[MKSearch-dev] Week 2 round up

Wed Oct 20 12:49:09 BST 2004

I've crammed my work into the first part of this week, these are the 
highlights. All feedback appreciated.

Best regards,

Phil

Monday
------
The problems I was facing last week building the GNU JAXP package 
under Cygwin related to system-dependent "native" classes. These 
classes are not critical to this project (and don't fit with my idea 
of platform independence), so I wrote bash scripts to compile this 
package without the problem classes and package them in a Java 
archive (JAR).

Used Ant build scripts to test the selective compilation using the 
Sun JDK, but it does not seem possible to run Ant under Cygwin.

Researched open source Java spidering software and added notes to the 
licence page for the time being. Heretrix looks a strong candidate, 
it is used by the Internet Archive.

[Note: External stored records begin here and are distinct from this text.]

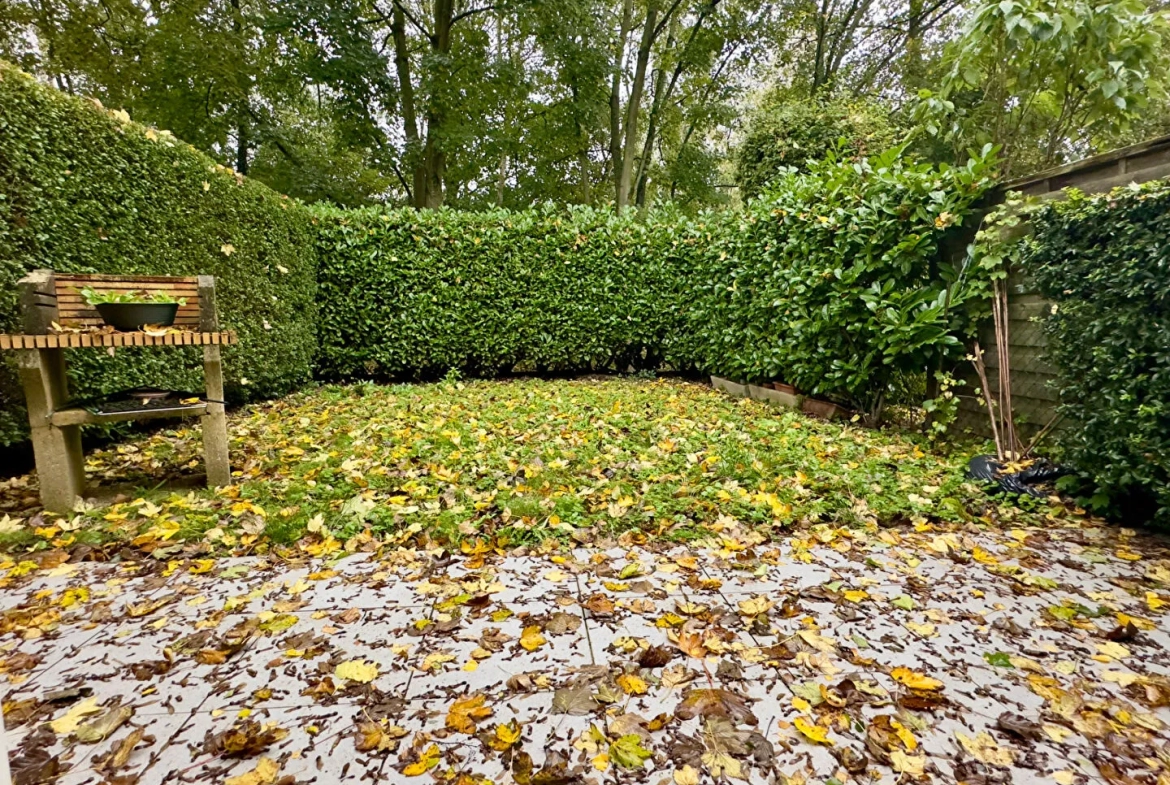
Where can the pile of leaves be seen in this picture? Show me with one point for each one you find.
(510, 463)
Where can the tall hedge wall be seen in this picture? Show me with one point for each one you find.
(1103, 261)
(415, 294)
(83, 190)
(832, 281)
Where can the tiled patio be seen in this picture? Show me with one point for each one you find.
(805, 661)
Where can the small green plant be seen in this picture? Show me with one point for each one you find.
(95, 297)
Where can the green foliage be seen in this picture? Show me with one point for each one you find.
(791, 133)
(87, 191)
(1045, 78)
(1102, 260)
(94, 297)
(832, 279)
(415, 294)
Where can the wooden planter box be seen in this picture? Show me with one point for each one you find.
(824, 410)
(755, 392)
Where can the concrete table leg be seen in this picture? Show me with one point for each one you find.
(60, 463)
(214, 422)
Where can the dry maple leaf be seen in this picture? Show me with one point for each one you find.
(245, 739)
(715, 703)
(358, 670)
(466, 711)
(812, 731)
(632, 683)
(531, 638)
(263, 773)
(915, 680)
(692, 645)
(599, 605)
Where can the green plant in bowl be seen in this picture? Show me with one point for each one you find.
(94, 297)
(132, 310)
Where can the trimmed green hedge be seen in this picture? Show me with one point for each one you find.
(1103, 261)
(410, 294)
(831, 281)
(83, 190)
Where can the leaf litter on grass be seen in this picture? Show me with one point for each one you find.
(799, 637)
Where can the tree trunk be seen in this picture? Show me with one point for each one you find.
(434, 157)
(241, 147)
(241, 111)
(660, 95)
(406, 105)
(913, 70)
(627, 12)
(634, 105)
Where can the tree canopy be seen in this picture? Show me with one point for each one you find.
(482, 103)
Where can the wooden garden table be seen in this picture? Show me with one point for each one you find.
(49, 298)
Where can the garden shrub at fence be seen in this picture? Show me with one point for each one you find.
(408, 294)
(1102, 260)
(84, 190)
(834, 280)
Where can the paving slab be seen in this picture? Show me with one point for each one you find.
(907, 654)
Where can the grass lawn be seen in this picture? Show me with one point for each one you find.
(514, 463)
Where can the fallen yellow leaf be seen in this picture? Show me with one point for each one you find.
(531, 638)
(915, 680)
(358, 670)
(262, 775)
(817, 734)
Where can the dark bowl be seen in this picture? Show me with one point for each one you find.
(132, 316)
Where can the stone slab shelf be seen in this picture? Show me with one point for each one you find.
(67, 417)
(115, 339)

Other GPL spidering tools have 
components that may be of use.

http://crawler.archive.org/
http://www.archive.org/

Also looked further into Inkling, which is GPL, and RDF API, which is 
W3C.

https://svn.mkdoc.com/mksearch/doc/licence/index.htm

Tuesday
-------
Wrote further bash scripts to complete my initial development 
environment, to compile the GNU Servlet API, JUnit, MKSearch and 
project test classes.

Got the latest CVS source from the GNU ClasspathX project and JUnit 
and tested all scripts, making minor modifications along the way. 
Major headaches working out how GCJ works with classpath settings, 
but gradually getting a better grasp.

Created a high level schematic of how I am planning to tackle the 
main components of the system:

https://svn.mkdoc.com/mksearch/doc/design/MKSearch%20high%20level%20sc
hematic%20v0.1.png 

Wednesday
---------

Updated the compile and JAR scripts to use variable substitution so 
they can be run from any arbitrary installation directory, and 
completed a first draft README.txt file to explain how to do it.

https://svn.mkdoc.com/mksearch/bin/README.txt

It would be really helpful if someone could check out the project and 
test these instructions and the scripts on a different machine. You 
only need make a couple of environment settings and everything should 
run straight out of the box. The two key software dependencies are 
noted in the README file.

Created a first draft AbstractXMLReader, which will be the basis for 
parsing XHTML output from JTidy to RDF objects.